Cuenta don Antonio Paredes Candia que en su largo peregrinaje para donar a la ciudad de El Alto sus valiosas colecciones, el ex alcalde Flavio Clavijo había ordenado a uno de sus técnicos que lo acompañara en un recorrido para ubicar y elegir el lugar donde pueda ser levantado el museo. Después de mucho caminar, a la entrada de Ciudad Satélite se toparon con el susodicho «monumento» a la ineficiencia de CONAVI y, con sólo verlo, en su mente brotó la idea de adaptarlo a sus fines. A los técnicos municipales no les gustó la propuesta pues calculaban que la demolición del adefesio de cemento encarecería las obras. Los arquitectos pensaban lo mismo, había que echarlo abajo. Paredes Candia los paró en seco: ¡cómo que demolerlo, utilizaremos esta estructura como esqueleto para la edificación del museo! Y así fue. El 29 de mayo del año 2002 abrió sus puertas al público esta meritoria y desafiante obra, con una arquitectura muy peculiar y a la vez tan funcional, que a nadie se
le ocurriría sospechar de sus orígenes descarriados.
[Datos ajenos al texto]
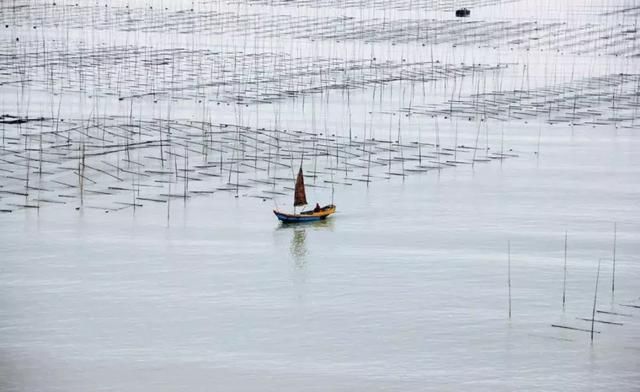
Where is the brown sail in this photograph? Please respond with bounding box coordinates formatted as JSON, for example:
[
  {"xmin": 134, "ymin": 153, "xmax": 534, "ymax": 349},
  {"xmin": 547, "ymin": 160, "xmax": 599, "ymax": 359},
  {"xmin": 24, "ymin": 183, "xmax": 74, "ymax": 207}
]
[{"xmin": 293, "ymin": 166, "xmax": 307, "ymax": 207}]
Una millonada en obras de arte
Especialistas museólogos del Viceministerio de Cultura evaluaron al detalle las piezas donadas por don Antonio y las tasaron en la conservadora y modesta suma de 850.000 dólares. Esta cifra podría fácilmente llegar al millón, si se considera las tendencias del mercado siempre ávido de las mejores piezas de los más famosos y ya casi todos desaparecidos artistas. Por ejemplo, «Tambo» de Arturo Borda; «Plato vacío» de Wálter Solón Romero; «Paisaje campestre» de María Luisa Pacheco o «Músico» de Mario Alejandro Illanes, además de otros de Luis Luksic, Eduardo Espinoza, Juan Ortega Leytón, Angel Oblitas, Chire Barrientos, Silvia Peñaloza, Clovis Diaz y cuantos más. También «Mujer y niño», escultura en basalto de Marina Nuñez del Prado; «Cóndor», «Madre», «Ternura» y otras de Víctor Zapana; «Labrador», «El beso» y otras de Agustín Callizaya y Emiliano Luján.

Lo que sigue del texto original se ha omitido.